As a U.S. health care provider who has worked for over 30 years as a salaried physician, in non-fee-for-service health care settings providing patient care that meets the need when need arises without profit motive, I am flummoxed by this impasse.  Policy makers could not come up with a more simplistic solution than what is contained in 2000+ pages of complex regulations that are already creating bureaucratic havoc in all health care settings, distracting health care providers with electronic and telephone paperwork that pulls us away from the bedside.

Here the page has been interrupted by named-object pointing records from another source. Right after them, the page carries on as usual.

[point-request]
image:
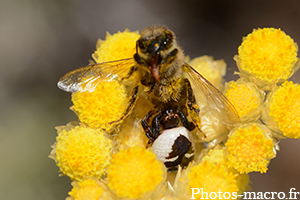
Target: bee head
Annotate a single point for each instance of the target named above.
(154, 46)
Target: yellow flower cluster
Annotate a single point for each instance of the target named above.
(267, 57)
(105, 152)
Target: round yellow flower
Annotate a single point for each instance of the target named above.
(106, 104)
(250, 148)
(246, 98)
(131, 134)
(267, 56)
(116, 47)
(282, 110)
(212, 70)
(218, 156)
(135, 172)
(82, 151)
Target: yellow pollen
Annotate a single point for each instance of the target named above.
(249, 149)
(106, 104)
(116, 47)
(268, 54)
(82, 152)
(285, 109)
(134, 172)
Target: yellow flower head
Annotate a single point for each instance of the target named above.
(82, 151)
(88, 188)
(211, 178)
(106, 104)
(131, 134)
(212, 70)
(246, 98)
(250, 148)
(135, 172)
(282, 110)
(218, 156)
(267, 55)
(116, 47)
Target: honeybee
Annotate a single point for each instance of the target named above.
(159, 68)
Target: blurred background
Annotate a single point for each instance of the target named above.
(42, 40)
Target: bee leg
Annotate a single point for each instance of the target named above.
(131, 71)
(189, 125)
(193, 108)
(148, 130)
(170, 57)
(130, 107)
(156, 125)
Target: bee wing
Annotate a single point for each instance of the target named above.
(87, 78)
(208, 95)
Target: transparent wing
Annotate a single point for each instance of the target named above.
(207, 95)
(88, 77)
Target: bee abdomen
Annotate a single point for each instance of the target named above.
(173, 146)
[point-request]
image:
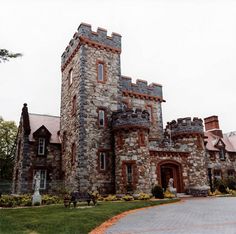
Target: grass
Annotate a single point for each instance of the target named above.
(57, 219)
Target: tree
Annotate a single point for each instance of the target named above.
(8, 132)
(5, 55)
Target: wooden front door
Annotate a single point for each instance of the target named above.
(171, 170)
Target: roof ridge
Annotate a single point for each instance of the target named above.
(45, 115)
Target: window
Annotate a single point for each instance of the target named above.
(129, 173)
(231, 173)
(73, 153)
(70, 77)
(149, 110)
(73, 105)
(141, 138)
(101, 72)
(120, 140)
(64, 141)
(101, 117)
(222, 154)
(41, 146)
(102, 161)
(217, 174)
(43, 175)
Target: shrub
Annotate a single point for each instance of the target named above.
(128, 198)
(230, 182)
(110, 198)
(50, 199)
(169, 194)
(144, 196)
(157, 192)
(222, 188)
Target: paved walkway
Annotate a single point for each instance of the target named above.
(196, 215)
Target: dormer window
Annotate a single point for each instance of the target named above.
(41, 146)
(101, 72)
(222, 154)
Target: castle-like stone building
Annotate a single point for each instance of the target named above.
(110, 135)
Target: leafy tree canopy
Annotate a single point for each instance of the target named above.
(5, 55)
(8, 132)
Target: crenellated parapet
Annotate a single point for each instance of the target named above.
(98, 39)
(141, 89)
(185, 126)
(129, 118)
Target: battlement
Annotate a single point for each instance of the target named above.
(98, 39)
(185, 126)
(129, 118)
(141, 88)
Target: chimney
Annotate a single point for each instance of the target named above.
(212, 125)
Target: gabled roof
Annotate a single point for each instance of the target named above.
(212, 141)
(52, 123)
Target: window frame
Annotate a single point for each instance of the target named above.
(43, 146)
(222, 155)
(104, 125)
(70, 77)
(73, 110)
(44, 179)
(102, 161)
(98, 64)
(73, 154)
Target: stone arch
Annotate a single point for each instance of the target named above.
(170, 168)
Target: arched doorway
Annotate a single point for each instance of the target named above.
(170, 169)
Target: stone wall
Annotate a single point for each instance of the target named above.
(82, 128)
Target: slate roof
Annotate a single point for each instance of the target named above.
(52, 123)
(228, 139)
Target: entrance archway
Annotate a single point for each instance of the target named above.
(170, 169)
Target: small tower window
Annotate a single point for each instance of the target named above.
(101, 72)
(101, 117)
(41, 146)
(222, 154)
(73, 153)
(102, 161)
(149, 110)
(73, 105)
(70, 77)
(129, 173)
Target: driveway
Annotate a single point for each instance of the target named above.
(196, 215)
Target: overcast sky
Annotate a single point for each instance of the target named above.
(187, 46)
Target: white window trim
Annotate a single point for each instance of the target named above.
(104, 161)
(100, 72)
(70, 76)
(101, 113)
(43, 146)
(45, 178)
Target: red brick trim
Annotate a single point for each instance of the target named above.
(84, 40)
(169, 154)
(104, 71)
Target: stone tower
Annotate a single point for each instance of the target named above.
(132, 161)
(188, 134)
(90, 92)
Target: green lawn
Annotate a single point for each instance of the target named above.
(56, 219)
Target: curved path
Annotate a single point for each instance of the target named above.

The patient and the provider no longer partner together without a dozen other entities dictating the choreography of their dance.

A potential solution to the problem of affordable access to all who need it already exists in the form of the Public Health Service Commissioned Corps with incentive scholarships for medical and nursing training in exchange for work in under-served areas.   An expansion of such a system, requiring funding at a much lower cost than the billions of dollars required by the current health care reform act,  would address the challenges of the uninsured and the uninsurable.

As a medical student in training, I  spent many months providing patient care in Seattle’s exemplary Public Health Hospital and its associated clinics.  Patients traveled hundreds of miles to see the specialists who worked there; the best and the brightest clinicians saw the poorest of the poor inside those walls, but there were a number of physicians and their families I knew who received their care there as well because they knew the people who worked there were devoted to the patient, not to profit.

When the Executive, Judicial and Legislative branches of government refuse themselves to participate in a health care system they have constructed for the people, then it is not created of the people, by the people, for the people for they are people who get sick and injured just like the rest of us.  What is best for them must be best for us all.

All citizens, and non-citizens inside our borders for whatever reason, should have easy access to affordable health care.   All health care providers should have opportunity to work off the costs of their training to keep the debt load from crushing them for decades to come.

I am grieved that health care has come to this impasse, with government now in a take-no-prisoners mode that clear-cuts us all down to the bare roots.
We need to lean in together for support and quit the fighting that only creates more injury.

We need look no farther than our own commissioned corps of health care officers.  It is an idea whose time has come.